А одну песню, помню, Окунев про нашего бойца написал. Точнее, про бойца их группы. Лешку Дымова. Он, насколько я знаю, в группу из милиции пришел и воевал с ними, считай, с самого начала. Так Антон не только про него, но и про победу нашу написал. Вы ее точно слышали – каждую весну по радио крутят. Но я только после войны понял, как много Окунев тогда угадал:
Лешка Дымов прошел пол-Европы
И в Берлине закончил войну.
Медсанбатами трижды заштопан,
Долгожданную встретил весну.
Он прошел от ворот своих Нарвских
До чужих Бранденбургских ворот
И пронес на петлицах сержантских
Все, чем Лешкин гремит народ.
Дымов-то у нас питерский, и тогда в аккурат сержантом был. Понятное дело, в песне Окунев не уточнял, по какому ведомству герой проходил, но оно и лучше. Ближе к простому человеку. Кстати, Дымова я видел недавно, в больших чинах он теперь – генерал-лейтенант!
* * *
С немецкими «ищейками» пришлось повозиться. Минут пятнадцать мы безуспешно пытались докричаться до лагеря. Закончилось все тем, что волевым решением я был послан на елку для обеспечения связи.
– База – Арту! База – Арту! – Кукушку пришлось изображать еще минут пять, прежде чем в наушнике раздалось:
– Казачина в канале! Слушаю тебя. – Голос Ивана звучал тихо, да и помехи были. Все-таки почти семь километров – приличное расстояние для наших рацаек.
– Бродягу срочно позови. Фермер говорить будет!
Александра Сергеевича ждать пришлось долго – ответил он ровно через четыре минуты:
– Бродяга на связи. Что у вас?
– Поисковая группа с пеленгатором, – начал я, как водится, с самой плохой новости.
– Черт! Я только без четверти два сеанс закончил! – Я передал Саше его слова.
– Спроси, сколько он в канале висел? – раздался в ответ голос командира.
Я передал вопрос Бродяге.
– Двадцать минут. – В голосе старого опера, несмотря на плохую связь, я расслышал неприкрытое беспокойство. – Слишком быстро среагировали, гады.
– Это если они рядом не были. До Бобруйска километров сорок – оттуда они приехать бы ни за что не успели, но вот если они по шоссе мотаются – тогда вполне… – поделился я с ним своими предположениями.
– Похоже на правду. Спроси Саню, что делать надо.
– Пусть готовится по сигналу выйти в эфир на той же частоте. И лагерь пусть сворачивают. Через полчаса чтобы как штык! – Продолжалась игра в «неиспорченный телефон».
Стоило мне спуститься с дерева, как я оказался на импровизированном «военном совете».
– Давай, Тошка, присаживайся – мозговать вместе будем, – поманил меня Фермер. – Значит, считаешь, это бродячая группа?
– Ага… Машина у них больно гражданская. На таком «крокодиле» хорошо на улицах какого-нибудь Гамбурга «Красную капеллу» ловить, а не по здешним буеракам раскатывать.
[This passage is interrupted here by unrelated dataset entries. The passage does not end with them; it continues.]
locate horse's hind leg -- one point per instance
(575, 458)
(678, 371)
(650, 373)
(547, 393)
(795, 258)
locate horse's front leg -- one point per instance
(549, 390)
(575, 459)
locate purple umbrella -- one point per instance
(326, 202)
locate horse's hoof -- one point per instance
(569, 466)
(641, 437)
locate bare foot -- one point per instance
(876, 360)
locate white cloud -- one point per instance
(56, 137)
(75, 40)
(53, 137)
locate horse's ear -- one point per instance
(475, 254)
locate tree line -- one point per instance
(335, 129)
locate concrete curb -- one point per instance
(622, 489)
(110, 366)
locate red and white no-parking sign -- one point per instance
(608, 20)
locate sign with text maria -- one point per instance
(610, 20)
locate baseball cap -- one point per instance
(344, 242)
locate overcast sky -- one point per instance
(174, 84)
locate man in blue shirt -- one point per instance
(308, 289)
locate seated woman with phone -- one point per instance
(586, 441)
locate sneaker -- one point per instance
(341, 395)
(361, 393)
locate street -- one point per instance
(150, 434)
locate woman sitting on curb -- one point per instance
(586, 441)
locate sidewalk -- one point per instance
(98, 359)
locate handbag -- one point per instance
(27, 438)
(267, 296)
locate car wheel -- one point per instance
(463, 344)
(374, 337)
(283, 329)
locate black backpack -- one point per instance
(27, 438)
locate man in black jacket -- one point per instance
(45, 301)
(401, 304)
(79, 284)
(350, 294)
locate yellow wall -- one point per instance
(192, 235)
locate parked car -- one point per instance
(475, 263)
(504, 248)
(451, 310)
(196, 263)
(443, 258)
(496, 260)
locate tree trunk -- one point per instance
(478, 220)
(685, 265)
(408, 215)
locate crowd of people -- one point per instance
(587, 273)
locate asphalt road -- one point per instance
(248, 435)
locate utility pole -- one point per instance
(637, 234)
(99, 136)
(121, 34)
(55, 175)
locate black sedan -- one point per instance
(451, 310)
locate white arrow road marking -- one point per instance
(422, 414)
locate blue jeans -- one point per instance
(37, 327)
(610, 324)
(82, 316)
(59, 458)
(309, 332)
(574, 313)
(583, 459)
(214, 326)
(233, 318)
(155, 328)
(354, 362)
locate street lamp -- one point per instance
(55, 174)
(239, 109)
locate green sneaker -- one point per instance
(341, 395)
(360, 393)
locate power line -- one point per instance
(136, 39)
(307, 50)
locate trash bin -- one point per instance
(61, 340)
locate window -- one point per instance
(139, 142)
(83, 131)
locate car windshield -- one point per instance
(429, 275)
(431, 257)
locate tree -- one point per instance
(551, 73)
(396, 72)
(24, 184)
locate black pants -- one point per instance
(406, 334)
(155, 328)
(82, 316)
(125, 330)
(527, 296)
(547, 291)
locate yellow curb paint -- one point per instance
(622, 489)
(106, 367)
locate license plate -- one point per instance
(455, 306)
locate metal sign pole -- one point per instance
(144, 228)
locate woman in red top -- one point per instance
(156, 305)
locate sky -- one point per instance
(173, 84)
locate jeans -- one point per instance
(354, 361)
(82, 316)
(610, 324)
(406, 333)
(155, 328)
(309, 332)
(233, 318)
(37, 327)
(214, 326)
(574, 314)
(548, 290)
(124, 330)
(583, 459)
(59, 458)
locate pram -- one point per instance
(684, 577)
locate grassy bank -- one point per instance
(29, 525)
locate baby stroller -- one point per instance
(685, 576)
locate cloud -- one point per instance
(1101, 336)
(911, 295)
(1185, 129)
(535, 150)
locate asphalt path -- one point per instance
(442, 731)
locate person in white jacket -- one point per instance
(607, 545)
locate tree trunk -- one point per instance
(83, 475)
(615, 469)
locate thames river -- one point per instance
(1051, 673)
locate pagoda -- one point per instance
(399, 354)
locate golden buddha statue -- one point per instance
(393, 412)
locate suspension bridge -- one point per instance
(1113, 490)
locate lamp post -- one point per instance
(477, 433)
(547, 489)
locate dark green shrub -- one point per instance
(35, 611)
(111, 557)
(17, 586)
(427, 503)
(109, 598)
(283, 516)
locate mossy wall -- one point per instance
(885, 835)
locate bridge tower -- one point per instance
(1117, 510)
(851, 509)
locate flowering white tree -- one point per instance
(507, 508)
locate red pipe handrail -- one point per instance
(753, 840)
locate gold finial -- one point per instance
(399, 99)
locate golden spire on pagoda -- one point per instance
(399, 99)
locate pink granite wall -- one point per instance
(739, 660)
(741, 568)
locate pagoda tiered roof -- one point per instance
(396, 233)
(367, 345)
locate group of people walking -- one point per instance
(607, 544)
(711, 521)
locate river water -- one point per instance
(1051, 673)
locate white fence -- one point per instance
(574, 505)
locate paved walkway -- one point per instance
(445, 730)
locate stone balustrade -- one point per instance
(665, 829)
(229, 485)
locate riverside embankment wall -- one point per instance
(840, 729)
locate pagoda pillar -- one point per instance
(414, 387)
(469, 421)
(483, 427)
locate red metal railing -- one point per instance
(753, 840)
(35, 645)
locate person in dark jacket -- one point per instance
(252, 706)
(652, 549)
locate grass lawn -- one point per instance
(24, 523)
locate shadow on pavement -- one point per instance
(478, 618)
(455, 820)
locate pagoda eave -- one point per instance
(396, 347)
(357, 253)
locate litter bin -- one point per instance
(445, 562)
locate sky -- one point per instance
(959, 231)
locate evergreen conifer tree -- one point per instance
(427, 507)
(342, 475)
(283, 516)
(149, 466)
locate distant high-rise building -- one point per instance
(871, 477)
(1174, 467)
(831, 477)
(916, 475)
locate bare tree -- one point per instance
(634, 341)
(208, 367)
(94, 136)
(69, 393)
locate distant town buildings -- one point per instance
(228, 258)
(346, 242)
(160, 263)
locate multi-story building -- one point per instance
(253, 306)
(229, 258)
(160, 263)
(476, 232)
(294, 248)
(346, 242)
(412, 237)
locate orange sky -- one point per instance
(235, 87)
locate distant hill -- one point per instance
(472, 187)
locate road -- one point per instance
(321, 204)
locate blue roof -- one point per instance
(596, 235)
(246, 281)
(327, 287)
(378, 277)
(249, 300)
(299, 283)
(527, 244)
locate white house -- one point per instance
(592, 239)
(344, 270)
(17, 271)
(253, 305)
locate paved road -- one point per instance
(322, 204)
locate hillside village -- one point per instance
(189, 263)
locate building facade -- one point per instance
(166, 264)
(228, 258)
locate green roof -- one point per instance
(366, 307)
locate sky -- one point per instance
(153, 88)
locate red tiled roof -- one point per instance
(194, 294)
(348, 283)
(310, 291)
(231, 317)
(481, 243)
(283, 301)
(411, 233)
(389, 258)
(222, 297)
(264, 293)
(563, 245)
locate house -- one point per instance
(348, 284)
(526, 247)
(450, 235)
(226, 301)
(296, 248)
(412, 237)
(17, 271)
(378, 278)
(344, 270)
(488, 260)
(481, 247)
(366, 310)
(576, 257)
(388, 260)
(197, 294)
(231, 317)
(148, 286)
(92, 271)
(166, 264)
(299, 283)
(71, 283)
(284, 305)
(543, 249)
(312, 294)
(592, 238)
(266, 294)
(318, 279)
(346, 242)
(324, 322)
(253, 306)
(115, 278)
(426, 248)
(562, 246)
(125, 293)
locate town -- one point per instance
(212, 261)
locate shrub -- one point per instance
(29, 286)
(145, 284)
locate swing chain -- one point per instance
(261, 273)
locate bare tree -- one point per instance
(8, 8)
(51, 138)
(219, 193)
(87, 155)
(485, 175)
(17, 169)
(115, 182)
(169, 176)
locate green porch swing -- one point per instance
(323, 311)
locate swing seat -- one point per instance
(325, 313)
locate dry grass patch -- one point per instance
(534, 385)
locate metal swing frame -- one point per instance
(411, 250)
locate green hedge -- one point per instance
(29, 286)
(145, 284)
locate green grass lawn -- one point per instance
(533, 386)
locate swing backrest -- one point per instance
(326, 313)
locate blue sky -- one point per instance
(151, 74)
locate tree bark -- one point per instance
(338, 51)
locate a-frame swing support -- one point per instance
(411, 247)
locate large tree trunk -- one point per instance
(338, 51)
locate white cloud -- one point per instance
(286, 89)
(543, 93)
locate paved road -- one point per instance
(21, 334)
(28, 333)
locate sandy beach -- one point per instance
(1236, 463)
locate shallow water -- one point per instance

– Похоже на то, ребята, – поддержал меня Люк. – Объект мы четырнадцатого исполнили. Сегодня шестнадцатое. Вполне могли фрицы из Варшавы или Кракова по свистку с самого верха спецтехнику перекинуть. Железка, как я понимаю, до Барановичей работает, а там уже своим ходом.
– Могли и из Кенига перебросить…
– Да не важно, откуда они прикатили! – отрезал командир. – А вот то, что они в наших краях новички, может нам нехило помочь. Давайте прикинем, когда они нарисовались. Сейчас у нас четырнадцать тридцать семь, – добавил он, посмотрев на часы.
– Старый сказал, что час назад закончил передачу. А машину я увидел примерно в четырнадцать десять. Может, на пару минут позже – я не фиксировал.